Santander’s Webster deal – final hurdles? On June 12, 2026, the U.S. Office of the Comptroller of the Currency (OCC, coincidentally the same acronym as Optical Cable’s ticker) approved the planned merger of Webster Bank into Santander’s U.S. subsidiary, marking a significant regulatory milestone (www.stocktitan.net). This $12.2 billion acquisition (mix of cash and stock) was announced in February 2026 and promises to make Santander a top-5 deposit holder in the U.S. Northeast (www.investegate.co.uk) (www.investegate.co.uk). Webster shareholders have already given their blessing to the deal (cincodias.elpais.com), and Santander’s shareholders approved it in March (cincodias.elpais.com). With OCC approval now in hand, the remaining clearances are from the Federal Reserve and the European Central Bank (ECB). Company statements suggest the transaction is on track, aiming to close by late 2026 assuming all regulators sign off (www.stocktitan.net) (www.stocktitan.net). However, an intriguing wrinkle has emerged: in May, two U.S. lawmakers voiced concerns about a foreign (Spanish) bank buying an American bank, even urging the White House to scrutinize the deal, citing Spain as not “always a reliable ally” on security matters (www.elespanol.com) (www.elespanol.com). It’s unclear if this political stance will gain traction – thus far, regulators like the OCC have not been swayed by it.
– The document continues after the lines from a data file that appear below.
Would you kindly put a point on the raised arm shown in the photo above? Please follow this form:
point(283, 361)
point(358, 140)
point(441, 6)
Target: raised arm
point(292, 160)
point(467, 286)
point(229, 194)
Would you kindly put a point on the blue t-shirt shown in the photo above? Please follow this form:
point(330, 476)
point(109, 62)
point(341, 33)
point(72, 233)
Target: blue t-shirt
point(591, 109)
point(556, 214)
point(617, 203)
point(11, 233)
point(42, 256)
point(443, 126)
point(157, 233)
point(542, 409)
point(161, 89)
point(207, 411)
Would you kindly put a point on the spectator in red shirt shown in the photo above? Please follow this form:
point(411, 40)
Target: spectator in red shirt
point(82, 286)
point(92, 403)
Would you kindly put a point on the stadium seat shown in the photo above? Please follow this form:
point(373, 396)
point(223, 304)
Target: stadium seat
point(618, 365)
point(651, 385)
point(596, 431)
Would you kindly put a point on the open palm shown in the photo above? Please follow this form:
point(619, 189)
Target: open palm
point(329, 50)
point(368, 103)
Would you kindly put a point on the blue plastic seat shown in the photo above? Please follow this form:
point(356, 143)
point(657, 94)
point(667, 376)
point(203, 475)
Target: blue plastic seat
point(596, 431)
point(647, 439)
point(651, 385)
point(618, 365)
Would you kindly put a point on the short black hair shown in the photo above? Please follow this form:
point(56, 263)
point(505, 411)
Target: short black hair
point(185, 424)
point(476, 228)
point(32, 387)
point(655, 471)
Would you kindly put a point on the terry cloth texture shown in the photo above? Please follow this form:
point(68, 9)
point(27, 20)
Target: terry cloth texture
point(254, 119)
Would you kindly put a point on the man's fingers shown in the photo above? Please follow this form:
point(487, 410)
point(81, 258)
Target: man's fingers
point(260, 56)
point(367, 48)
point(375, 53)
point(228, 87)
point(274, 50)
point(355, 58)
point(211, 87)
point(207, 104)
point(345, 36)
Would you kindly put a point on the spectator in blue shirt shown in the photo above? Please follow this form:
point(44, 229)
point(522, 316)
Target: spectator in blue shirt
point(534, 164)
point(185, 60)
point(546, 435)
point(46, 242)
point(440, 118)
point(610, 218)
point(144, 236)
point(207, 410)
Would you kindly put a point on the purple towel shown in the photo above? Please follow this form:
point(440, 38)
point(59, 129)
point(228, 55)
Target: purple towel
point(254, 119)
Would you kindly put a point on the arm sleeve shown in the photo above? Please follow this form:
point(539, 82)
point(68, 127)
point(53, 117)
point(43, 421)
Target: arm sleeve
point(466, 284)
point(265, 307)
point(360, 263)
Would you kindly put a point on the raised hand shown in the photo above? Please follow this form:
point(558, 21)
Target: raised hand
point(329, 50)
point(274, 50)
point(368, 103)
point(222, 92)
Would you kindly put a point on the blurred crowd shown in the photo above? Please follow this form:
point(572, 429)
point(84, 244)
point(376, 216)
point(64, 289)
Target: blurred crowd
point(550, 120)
But it introduces a political risk element as the Fed’s review continues. Most analysts still expect approval, given Santander’s strong U.S. presence and Webster’s mid-sized footprint, but it cannot be taken for granted. For OCC (the company), this banking deal has no direct impact – other than sharing an acronym with the regulator making headlines – but for market watchers it is a reminder that regulatory and macro factors can swiftly change the M&A landscape in any industry.

Bottom Line: OCC’s dramatic stock surge in 2026 reflects a welcome fundamental turnaround – from shrinking and unprofitable, to growing and profitable. The company’s strengthened financial footing (and the broader confidence implied by Santander’s big bet on U.S. growth via Webster) together paint a picture of optimism in certain segments of the economy. Still, OCC is not without challenges: it must prove that Q2’s success is repeatable, navigate its debt and corporate structure complexities, and manage growth carefully as a relatively small player in a competitive field. Investors should keep a close eye on upcoming earnings, the status of debt refinancing, and any moves by large shareholders. With high expectations now baked into the share price, execution is key – any stumble could bring OCC back to earth just as fast as it soared.

Sources: Optical Cable Corp.’s FY2025 10-K and latest earnings release provide the foundational data on financials, debt, and strategy (edgar.secdatabase.com) (edgar.secdatabase.com) (edgar.secdatabase.com) (edgar.secdatabase.com). The Q2 FY2026 results (press release and call transcript) detail the surge in sales, margins, and backlog that drove the stock’s jump (www.stocktitan.net) (www.stocktitan.net). These first-party disclosures are supplemented by credible financial media and regulatory filings: for instance, the OCC (regulator) approval of Santander’s $12.2B Webster acquisition is documented in an official 8-K filing summary (www.stocktitan.net), and Santander’s own announcement highlights the deal’s strategic rationale (www.investegate.co.uk). We’ve also cited Spanish financial press regarding shareholder approvals and political commentary on the deal (cincodias.elpais.com) (www.elespanol.com). All told, these sources ground our analysis in verified facts and figures, ensuring a well-rounded assessment of OCC’s outlook amid its recent meteoric rise.

For informational purposes only; not investment advice.